Revue de presse
"In this fine and eloquent and moving book, Ben Hewitt takes a principled stand for the unconventional childhood, for the intellectual and emotional and soulful nurture of nature."—Richard Louv, author of Last Child in the Woods
and The Nature Principle
“Ben Hewitt walks you along the lanes of his small family farm right into the heart of parenting. He does not judge the new normal of life’s fever-pitch pace but fills you with the courage to follow your hopes, which may well transform your family.”—Kim John Payne, MEd, author of Simplicity Parenting, Beyond Winning,
and The Soul of Discipline
“This fine book may make you wish you’d grown up in a very different way.”—Bill McKibben, author of Wandering Home
“What kind of parent doesn't send his kids to school? The kind that thinks maybe kids learn best when ‘learning cannot be helped’—when kids are so excited about the world that they master the skills they need to explore it, the same way they mastered crawling, walking and speaking.” —Lenore Skenazy, author of the book and blog, Free-Range Kids
“Hewitt provides a beautifully written handbook for those of you considering unschooling. And if you're already unschooling, buy ten copies to hand out to friends and family who ask you how it works.”—Penelope Trunk, blogger, entrepreneur, and home-schooling advocate
“This is a beautifully written, honest, introspective, soul-revealing, and soul-stirring account of one family’s choice to live close to nature and to allow their children to learn naturally, without school, in a self-directed manner. The book’s biggest message, I think, is that we do have choices; we can chart our own lives, we don't have to follow the crowd if we don’t want to.”—Peter Gray, Research Professor at Boston College and author of Free to Learn
"This book fills me with both sadness and joy. My sadness is for the millions of children locked in schools, looking out the windows as the precious days of childhood pass them by. My joy comes from knowing this eloquent book will inspire many to choose a different path.”—Charles Eisenstein, author of Sacred Economics
and The More Beautiful World Our Hearts Know is Possible
"Ben Hewitt’s thoughtful and elegant prose cuts through the noise of modern life to reveal the incredible public value and personal satisfaction of being rooted in one’s environment, nurturing meaningful relationships among family and friends, and learning with and from children. You don’t have to live in a cabin in Vermont like the Hewitts to benefit from the book; you can enjoy their story and embrace their spirit to take control of your life and learning to achieve your own unique ambitions.”—Patrick Farenga, publisher of The Legacy of John Holt
"An inspiring read that reminds us the world can offer more to our children than classrooms and cubicles; and they, in turn, can contribute more than test scores and paychecks."—Shannon Hayes, author of Radical Homemaking
"Everyone with a relationship to children should read this book... for the sake of tomorrow's generation.” —Joel Salatin, farmer, Polyface Farm, and author of Folks, This Ain’t Normal
Présentation de l'éditeur
When Ben Hewitt and his wife bought a sprawling acreage of field and forest in northern Vermont, the landscape easily allowed them to envision the self-sustaining family farm they were eager to start. But over the years, the land became so much more than a building site; it became the birthplace of their two sons, the main source of family income and food, and ultimately, both classroom and home for their children.

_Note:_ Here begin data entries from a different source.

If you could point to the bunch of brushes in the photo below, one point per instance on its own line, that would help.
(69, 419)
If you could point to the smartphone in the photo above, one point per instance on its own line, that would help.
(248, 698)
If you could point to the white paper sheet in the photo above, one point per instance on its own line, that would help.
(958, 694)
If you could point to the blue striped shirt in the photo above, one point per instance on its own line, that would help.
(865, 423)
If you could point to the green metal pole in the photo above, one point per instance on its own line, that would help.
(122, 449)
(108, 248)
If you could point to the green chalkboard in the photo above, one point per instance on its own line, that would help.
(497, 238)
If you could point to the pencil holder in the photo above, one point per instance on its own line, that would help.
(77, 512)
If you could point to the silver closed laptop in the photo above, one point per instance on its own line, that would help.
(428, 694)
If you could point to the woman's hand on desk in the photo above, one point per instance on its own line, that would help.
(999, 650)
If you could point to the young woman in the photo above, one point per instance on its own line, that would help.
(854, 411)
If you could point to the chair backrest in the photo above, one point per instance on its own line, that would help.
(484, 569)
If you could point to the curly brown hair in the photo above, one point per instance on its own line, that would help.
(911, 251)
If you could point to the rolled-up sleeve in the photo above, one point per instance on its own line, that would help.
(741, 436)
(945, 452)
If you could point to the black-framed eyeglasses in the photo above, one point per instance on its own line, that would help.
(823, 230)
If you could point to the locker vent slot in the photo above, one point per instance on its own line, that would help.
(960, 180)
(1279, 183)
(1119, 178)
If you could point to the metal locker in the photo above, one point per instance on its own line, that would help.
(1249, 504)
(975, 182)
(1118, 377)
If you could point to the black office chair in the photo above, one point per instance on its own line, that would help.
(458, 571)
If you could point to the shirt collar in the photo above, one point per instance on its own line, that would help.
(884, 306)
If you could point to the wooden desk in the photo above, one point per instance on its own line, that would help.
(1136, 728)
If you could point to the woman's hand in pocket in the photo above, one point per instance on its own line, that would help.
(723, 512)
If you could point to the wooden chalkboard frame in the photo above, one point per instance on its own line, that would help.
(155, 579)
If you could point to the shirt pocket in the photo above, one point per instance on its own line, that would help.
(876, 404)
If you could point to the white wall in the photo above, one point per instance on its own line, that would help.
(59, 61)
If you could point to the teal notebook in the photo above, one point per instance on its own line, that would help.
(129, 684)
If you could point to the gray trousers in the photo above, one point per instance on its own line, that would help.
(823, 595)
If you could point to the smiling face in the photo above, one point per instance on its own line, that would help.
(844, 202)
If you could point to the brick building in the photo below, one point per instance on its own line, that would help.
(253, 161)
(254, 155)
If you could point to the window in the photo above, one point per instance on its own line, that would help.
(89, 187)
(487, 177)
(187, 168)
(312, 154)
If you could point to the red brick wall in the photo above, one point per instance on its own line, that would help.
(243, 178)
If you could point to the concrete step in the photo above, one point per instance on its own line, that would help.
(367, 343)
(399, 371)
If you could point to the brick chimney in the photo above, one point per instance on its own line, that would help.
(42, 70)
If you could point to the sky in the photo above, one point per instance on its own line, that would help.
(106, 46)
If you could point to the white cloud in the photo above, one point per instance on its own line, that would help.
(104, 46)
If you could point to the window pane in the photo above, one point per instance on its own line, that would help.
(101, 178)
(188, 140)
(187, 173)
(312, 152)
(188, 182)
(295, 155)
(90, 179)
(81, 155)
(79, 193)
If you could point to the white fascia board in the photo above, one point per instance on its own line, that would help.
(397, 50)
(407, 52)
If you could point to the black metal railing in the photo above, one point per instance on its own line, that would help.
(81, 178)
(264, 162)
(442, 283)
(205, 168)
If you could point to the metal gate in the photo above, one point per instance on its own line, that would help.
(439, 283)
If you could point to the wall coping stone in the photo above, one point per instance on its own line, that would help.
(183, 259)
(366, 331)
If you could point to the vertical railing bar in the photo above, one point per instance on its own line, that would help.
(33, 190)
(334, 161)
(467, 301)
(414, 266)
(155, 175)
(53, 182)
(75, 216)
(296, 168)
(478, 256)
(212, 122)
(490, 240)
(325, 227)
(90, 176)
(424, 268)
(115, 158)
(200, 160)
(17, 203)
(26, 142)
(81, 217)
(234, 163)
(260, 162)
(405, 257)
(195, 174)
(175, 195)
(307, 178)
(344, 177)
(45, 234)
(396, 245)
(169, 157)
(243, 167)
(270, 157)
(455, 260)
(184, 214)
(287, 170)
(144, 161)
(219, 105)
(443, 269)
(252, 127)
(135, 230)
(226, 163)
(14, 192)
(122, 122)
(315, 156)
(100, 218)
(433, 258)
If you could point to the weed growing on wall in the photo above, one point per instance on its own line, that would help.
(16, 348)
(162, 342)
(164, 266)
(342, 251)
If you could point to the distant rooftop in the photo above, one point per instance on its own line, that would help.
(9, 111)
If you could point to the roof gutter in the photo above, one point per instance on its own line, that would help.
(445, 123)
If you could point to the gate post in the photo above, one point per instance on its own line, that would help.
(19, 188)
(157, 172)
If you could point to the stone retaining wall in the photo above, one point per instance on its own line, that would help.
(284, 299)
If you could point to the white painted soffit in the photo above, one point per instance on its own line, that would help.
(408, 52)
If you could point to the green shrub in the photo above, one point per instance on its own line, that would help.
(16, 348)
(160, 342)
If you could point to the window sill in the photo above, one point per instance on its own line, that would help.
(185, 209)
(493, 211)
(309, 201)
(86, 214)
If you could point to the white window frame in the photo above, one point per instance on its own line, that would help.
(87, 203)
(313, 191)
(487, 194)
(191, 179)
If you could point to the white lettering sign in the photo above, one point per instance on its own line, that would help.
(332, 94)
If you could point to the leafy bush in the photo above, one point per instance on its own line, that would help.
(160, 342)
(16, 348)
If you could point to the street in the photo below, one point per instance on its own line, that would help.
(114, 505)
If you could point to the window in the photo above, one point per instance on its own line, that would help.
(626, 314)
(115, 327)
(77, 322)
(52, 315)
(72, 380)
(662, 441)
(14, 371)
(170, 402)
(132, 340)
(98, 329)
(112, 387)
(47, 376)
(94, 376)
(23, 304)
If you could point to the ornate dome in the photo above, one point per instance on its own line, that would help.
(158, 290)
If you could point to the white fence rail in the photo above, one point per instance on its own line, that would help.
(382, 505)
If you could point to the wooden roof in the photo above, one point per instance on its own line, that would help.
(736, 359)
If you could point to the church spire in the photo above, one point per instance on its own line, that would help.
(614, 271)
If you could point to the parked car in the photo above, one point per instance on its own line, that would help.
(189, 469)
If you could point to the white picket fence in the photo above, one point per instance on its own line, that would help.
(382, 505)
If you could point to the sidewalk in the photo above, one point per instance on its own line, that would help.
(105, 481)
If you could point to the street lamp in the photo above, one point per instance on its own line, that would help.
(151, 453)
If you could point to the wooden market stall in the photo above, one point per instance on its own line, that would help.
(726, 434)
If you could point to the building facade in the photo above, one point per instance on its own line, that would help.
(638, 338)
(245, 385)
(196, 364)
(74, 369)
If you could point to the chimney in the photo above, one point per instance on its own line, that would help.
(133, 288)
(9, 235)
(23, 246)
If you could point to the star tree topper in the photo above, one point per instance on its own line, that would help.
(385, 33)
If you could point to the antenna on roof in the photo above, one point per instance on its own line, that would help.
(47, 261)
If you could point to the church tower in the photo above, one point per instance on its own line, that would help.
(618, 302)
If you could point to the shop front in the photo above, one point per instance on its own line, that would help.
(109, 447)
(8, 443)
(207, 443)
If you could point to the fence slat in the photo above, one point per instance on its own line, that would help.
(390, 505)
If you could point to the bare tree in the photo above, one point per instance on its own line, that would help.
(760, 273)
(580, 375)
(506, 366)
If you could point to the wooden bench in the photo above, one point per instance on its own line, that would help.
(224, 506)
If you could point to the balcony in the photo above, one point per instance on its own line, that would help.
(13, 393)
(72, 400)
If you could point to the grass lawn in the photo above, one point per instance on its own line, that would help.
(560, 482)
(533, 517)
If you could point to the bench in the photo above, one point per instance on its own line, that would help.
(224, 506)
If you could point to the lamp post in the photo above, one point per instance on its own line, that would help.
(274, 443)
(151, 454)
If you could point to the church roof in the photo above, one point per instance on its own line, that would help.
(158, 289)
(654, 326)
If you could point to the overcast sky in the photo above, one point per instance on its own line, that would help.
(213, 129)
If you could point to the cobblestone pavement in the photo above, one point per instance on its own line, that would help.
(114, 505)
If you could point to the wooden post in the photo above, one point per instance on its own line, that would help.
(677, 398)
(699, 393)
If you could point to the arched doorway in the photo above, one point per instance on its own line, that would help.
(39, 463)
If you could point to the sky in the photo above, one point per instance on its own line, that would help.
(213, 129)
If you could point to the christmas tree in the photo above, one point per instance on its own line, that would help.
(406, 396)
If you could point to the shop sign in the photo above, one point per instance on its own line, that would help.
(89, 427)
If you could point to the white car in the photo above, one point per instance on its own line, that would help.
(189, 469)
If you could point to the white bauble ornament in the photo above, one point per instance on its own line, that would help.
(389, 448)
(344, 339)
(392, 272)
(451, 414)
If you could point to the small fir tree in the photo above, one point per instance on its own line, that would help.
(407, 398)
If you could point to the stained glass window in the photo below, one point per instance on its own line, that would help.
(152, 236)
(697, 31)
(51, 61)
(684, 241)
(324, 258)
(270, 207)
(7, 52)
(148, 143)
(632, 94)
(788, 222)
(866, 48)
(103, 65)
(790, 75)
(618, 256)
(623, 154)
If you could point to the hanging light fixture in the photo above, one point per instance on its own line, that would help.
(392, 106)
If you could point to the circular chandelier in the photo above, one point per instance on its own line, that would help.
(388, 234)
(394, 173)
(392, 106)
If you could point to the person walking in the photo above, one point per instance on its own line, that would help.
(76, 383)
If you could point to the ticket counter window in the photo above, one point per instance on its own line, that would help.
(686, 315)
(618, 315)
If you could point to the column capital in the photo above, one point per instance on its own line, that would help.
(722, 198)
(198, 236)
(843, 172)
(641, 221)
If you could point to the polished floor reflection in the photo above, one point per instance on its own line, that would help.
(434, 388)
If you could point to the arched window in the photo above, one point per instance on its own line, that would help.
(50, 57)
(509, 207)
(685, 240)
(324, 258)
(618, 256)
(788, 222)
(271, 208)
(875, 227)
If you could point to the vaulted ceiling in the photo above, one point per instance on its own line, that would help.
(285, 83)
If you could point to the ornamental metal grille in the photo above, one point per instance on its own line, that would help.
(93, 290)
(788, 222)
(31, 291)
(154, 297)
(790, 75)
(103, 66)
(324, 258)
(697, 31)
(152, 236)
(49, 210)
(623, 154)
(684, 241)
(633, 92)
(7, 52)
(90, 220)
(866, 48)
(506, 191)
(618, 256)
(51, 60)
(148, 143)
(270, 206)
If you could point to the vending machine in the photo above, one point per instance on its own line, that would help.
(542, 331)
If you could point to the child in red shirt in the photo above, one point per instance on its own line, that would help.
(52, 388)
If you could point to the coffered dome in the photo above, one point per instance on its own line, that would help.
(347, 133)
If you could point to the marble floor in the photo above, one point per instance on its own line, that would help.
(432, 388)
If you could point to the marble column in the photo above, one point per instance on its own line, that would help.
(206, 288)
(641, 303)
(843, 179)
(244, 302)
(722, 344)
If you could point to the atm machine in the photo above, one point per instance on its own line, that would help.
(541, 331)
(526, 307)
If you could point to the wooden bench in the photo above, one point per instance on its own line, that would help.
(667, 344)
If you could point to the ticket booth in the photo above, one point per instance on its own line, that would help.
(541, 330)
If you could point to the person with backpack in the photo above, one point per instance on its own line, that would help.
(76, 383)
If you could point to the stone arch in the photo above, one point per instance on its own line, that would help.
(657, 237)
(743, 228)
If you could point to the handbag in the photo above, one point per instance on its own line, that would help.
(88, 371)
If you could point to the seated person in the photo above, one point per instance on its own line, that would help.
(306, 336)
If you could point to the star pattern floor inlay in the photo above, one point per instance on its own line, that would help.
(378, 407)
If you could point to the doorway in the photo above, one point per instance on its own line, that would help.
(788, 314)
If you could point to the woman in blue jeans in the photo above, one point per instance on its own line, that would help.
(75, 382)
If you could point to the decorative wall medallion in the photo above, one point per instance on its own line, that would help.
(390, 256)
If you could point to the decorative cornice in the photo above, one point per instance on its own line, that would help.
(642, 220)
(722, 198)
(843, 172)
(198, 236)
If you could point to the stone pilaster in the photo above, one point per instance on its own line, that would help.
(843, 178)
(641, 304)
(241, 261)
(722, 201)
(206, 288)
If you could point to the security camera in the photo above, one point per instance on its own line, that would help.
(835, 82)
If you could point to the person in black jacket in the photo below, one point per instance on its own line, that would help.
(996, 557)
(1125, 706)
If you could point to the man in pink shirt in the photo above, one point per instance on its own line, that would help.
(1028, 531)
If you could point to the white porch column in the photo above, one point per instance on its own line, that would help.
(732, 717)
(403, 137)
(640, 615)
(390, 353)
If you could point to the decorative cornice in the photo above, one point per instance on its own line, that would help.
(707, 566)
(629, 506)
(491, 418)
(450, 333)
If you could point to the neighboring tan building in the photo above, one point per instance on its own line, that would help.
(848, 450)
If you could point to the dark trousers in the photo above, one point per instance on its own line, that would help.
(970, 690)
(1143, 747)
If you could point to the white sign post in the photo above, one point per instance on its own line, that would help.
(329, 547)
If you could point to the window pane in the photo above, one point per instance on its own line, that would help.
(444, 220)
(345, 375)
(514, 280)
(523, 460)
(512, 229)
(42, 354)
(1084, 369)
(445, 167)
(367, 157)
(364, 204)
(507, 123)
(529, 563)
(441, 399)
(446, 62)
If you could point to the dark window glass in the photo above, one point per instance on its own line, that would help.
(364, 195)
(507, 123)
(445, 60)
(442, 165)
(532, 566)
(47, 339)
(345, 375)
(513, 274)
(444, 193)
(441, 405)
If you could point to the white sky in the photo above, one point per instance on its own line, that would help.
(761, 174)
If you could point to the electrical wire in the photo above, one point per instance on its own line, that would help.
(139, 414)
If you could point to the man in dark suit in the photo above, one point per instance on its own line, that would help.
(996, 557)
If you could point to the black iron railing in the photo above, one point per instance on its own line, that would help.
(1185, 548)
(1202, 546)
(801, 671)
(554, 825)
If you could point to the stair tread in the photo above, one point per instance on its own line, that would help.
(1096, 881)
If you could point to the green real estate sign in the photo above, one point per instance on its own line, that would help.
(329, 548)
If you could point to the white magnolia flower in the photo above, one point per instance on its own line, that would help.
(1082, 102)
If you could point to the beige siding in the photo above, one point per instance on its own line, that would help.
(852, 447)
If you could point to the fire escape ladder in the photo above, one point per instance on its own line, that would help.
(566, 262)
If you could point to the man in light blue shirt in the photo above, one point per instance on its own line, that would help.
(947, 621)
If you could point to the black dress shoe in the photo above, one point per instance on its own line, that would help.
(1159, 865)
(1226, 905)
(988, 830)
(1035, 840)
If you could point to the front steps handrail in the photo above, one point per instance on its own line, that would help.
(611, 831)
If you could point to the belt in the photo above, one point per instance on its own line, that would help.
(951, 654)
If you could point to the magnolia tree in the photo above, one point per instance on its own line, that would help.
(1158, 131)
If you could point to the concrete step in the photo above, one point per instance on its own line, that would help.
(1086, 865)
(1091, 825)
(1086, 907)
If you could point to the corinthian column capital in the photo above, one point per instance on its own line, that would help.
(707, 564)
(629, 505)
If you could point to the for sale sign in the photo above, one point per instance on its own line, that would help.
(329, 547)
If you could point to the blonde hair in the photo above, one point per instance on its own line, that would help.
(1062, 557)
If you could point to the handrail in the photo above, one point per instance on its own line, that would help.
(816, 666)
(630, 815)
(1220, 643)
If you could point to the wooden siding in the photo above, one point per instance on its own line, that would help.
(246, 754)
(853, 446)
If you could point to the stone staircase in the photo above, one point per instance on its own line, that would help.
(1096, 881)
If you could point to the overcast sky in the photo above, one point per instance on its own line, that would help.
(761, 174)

Having opted out of formal education, Hewitt's sons learn through self-directed play, exploration, and experimentation on their farm, in the woods, and (reluctantly) indoors. This approach has allowed the boys to develop confidence, resourcefulness, and creativity. They learn, they play, they read, they test boundaries, they challenge themselves, they fail, they recover. And these freedoms allow their innate personalities to flourish, further fueling growth and exploration.
Living in tune with the natural world teaches us to reclaim our passion, curiosity, and connectivity. Hewitt shows us how small, mindful decisions about day-to-day life can lead to greater awareness of the world in your backyard and beyond. We are inspired to ask: What is the true meaning of "home" when the place a family lives is school, school system, and curriculum? When the parent is also the teacher, how do parenting decisions affect a child's learning? (And exactly how much trouble can a couple of curious boys gallivanting in the wild woods all day get into?) Home Grown
reminds us that learning at any age is a lifelong process, and the best "education" is never confined to a classroom. These essays on nature, parenting, and education show us that big change can come from making small changes in how you live on the land, while building a life you love.